Angry mobs stormed the American and French embassies in Damascus on July 11 after Ford and the French ambassador visited the central city of Hama, a flashpoint for protests against Assad's regime.

White House spokesman Jay Carney said the attack on Ford was "unjustifiable" and "unwarranted" and called on the Senate to confirm him to allow his "courageous" work to go on.

Ford, the first US ambassador to Syria in more than five years, temporarily took up his post in January, but he is still awaiting Senate confirmation.

The Syrian government meanwhile hardened its tone against the United States.

"Comments by American officials, notably Mark Toner, are striking proof that the United States encourages armed groups to commit violence against the Syrian Arab army," the foreign ministry in Damascus said.

"The words of the State Department spokesman, describing these terrorist acts as natural, are irresponsible and likely to encourage acts of terrorism and chaos in order to serve foreign goals against the interests of Syrians.

"Syria condemns strongly the US statements and affirms its determination to preserve its security and stability, to defend its citizens and to oppose all attempts to interfere in its internal affairs," said the statement.

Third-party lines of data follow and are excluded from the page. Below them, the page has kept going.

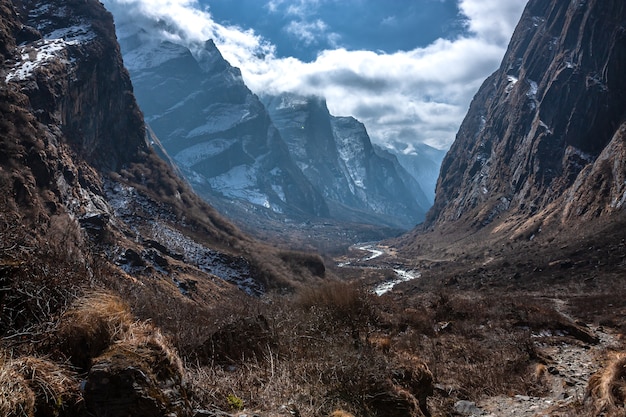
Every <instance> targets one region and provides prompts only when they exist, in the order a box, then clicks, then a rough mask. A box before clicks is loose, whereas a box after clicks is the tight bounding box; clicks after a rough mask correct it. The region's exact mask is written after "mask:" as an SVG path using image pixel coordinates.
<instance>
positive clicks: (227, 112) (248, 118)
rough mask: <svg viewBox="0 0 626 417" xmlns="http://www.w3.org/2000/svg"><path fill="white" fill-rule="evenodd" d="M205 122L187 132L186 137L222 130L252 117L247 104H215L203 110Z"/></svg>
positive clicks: (234, 126)
mask: <svg viewBox="0 0 626 417" xmlns="http://www.w3.org/2000/svg"><path fill="white" fill-rule="evenodd" d="M204 113H205V114H206V115H207V122H206V123H205V124H204V125H202V126H198V127H196V128H195V129H193V130H191V131H189V133H187V138H194V137H197V136H202V135H208V134H211V133H216V132H223V131H226V130H228V129H231V128H233V127H235V126H236V125H238V124H240V123H243V122H245V121H247V120H250V119H251V118H252V115H251V113H250V110H249V107H248V105H247V104H242V105H238V106H234V105H231V104H229V105H223V104H215V105H212V106H210V107H208V108H207V109H205V110H204Z"/></svg>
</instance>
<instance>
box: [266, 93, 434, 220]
mask: <svg viewBox="0 0 626 417" xmlns="http://www.w3.org/2000/svg"><path fill="white" fill-rule="evenodd" d="M262 100H263V102H264V103H265V104H266V107H267V110H268V112H269V114H270V117H271V118H272V120H273V121H274V124H275V125H276V127H277V129H278V130H279V131H280V133H281V135H282V137H283V139H284V140H285V141H286V142H287V146H288V148H289V151H290V153H291V155H292V157H293V159H294V160H295V161H296V163H297V164H298V166H299V167H300V169H301V170H302V172H303V173H304V175H305V176H306V177H307V178H308V179H309V180H310V181H311V182H312V183H313V184H314V185H315V186H316V187H317V188H318V189H319V190H320V191H321V192H322V194H323V195H324V197H325V198H326V200H327V201H328V204H329V207H330V215H331V217H333V218H336V219H342V220H346V221H353V222H365V223H374V224H381V225H391V226H395V227H401V228H411V227H413V226H414V225H416V224H417V223H419V222H420V221H421V220H422V219H423V216H424V213H425V211H426V209H427V208H428V206H429V204H428V202H427V199H426V197H425V195H424V193H423V191H422V190H421V189H420V187H419V185H418V184H417V183H416V182H415V181H414V180H413V179H412V178H411V177H410V175H408V173H406V171H405V170H404V169H403V168H402V167H401V166H400V165H399V163H398V161H397V159H396V158H395V157H394V156H393V155H391V154H386V153H384V152H381V151H377V150H376V149H375V148H374V147H373V146H372V143H371V141H370V138H369V136H368V134H367V131H366V129H365V126H364V125H363V124H362V123H360V122H359V121H358V120H356V119H354V118H352V117H335V116H332V115H331V114H330V113H329V111H328V108H327V107H326V102H325V101H324V99H322V98H319V97H301V96H298V95H295V94H288V93H285V94H281V95H278V96H265V97H263V98H262Z"/></svg>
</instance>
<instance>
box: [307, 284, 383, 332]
mask: <svg viewBox="0 0 626 417" xmlns="http://www.w3.org/2000/svg"><path fill="white" fill-rule="evenodd" d="M369 297H371V295H370V294H368V293H366V292H365V291H364V290H363V289H361V288H360V287H358V286H357V285H356V284H353V283H345V282H337V281H336V282H329V283H324V284H321V285H319V286H316V287H307V288H304V289H302V290H301V291H300V292H299V293H298V297H297V300H296V304H297V305H299V306H301V307H303V308H305V309H322V310H325V311H327V312H330V313H331V314H332V315H333V317H334V318H335V319H337V320H340V321H341V322H345V323H351V324H353V325H358V324H359V323H362V322H363V321H364V320H368V319H370V318H371V316H372V311H371V309H370V306H371V303H370V302H369V300H368V298H369Z"/></svg>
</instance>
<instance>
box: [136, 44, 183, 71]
mask: <svg viewBox="0 0 626 417" xmlns="http://www.w3.org/2000/svg"><path fill="white" fill-rule="evenodd" d="M185 56H191V53H190V52H189V50H188V49H187V48H185V47H184V46H181V45H176V44H174V43H172V42H161V43H159V44H155V43H150V42H148V43H146V44H144V45H142V46H140V47H138V48H135V49H133V50H132V51H129V52H127V53H126V54H124V65H125V66H126V68H128V70H129V71H137V70H141V69H150V68H155V67H158V66H159V65H162V64H164V63H166V62H168V61H172V60H175V59H181V58H184V57H185Z"/></svg>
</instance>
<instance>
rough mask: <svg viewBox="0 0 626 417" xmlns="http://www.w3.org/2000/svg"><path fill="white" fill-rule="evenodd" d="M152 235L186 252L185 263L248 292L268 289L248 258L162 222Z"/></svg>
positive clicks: (170, 247)
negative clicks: (180, 230)
mask: <svg viewBox="0 0 626 417" xmlns="http://www.w3.org/2000/svg"><path fill="white" fill-rule="evenodd" d="M152 235H153V238H154V239H155V240H156V241H157V242H159V243H161V244H162V245H164V246H166V247H167V248H168V249H170V250H172V251H175V252H177V253H182V254H183V256H184V259H185V262H187V263H191V264H193V265H196V266H197V267H198V268H199V269H201V270H202V271H204V272H208V273H210V274H213V275H215V276H217V277H219V278H221V279H223V280H224V281H227V282H230V283H232V284H235V285H237V287H238V288H239V289H240V290H242V291H244V292H245V293H246V294H249V295H261V294H263V293H264V292H265V289H264V288H263V286H262V285H261V284H259V283H258V282H256V281H255V280H254V279H253V277H252V271H251V267H250V264H249V263H248V261H246V260H245V259H244V258H241V257H231V256H229V255H226V254H223V253H220V252H217V251H215V250H213V249H209V248H207V247H205V246H203V245H201V244H199V243H197V242H196V241H194V240H192V239H190V238H189V237H187V236H185V235H183V234H182V233H180V232H179V231H177V230H174V229H173V228H171V227H169V226H167V225H165V224H162V223H158V222H155V223H154V224H153V229H152Z"/></svg>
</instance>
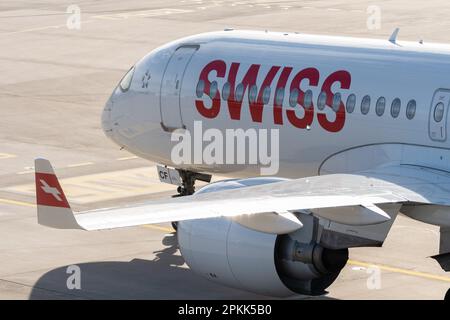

Toner had told reporters in Washington on Monday that it came as no surprise that some arms are being sent to Syria's opposition who, he said, turn to violence as "an act of self-preservation" against the bloody crackdown.

He said the opposition had "shown extraordinary restraint in the face of the regime's brutality" and it would be "unfortunately, a natural development" for it to turn violent the longer its members are jailed and killed.

Since mid-March, Syria has been shaken by an unprecedented pro-democracy protest movement that the Assad regime has sought to crush using deadly force.

More than 2,700 people have been killed in the unrest, according to the UN High Commissioner for Human Rights in Geneva.

On the political front, prominent dissident Michel Kilo said anti-regime forces inside Syria oppose the Syrian National Council, an opposition body formed in Turkey last month, because it favours foreign intervention.

"If the idea of foreign intervention is accepted, we will head towards a pro-American Syria and not towards a free and sovereign state," he told AFP.

"A request for foreign intervention would aggravate the problem because Syria would descend into armed violence and confessionalism, while we at home are opposed to that."

And diplomats in Damascus said Ankara asked Syria this summer to offer the banned Muslim Brotherhood government posts in exchange for Turkey's support in ending the unrest, an offer rejected by Assad.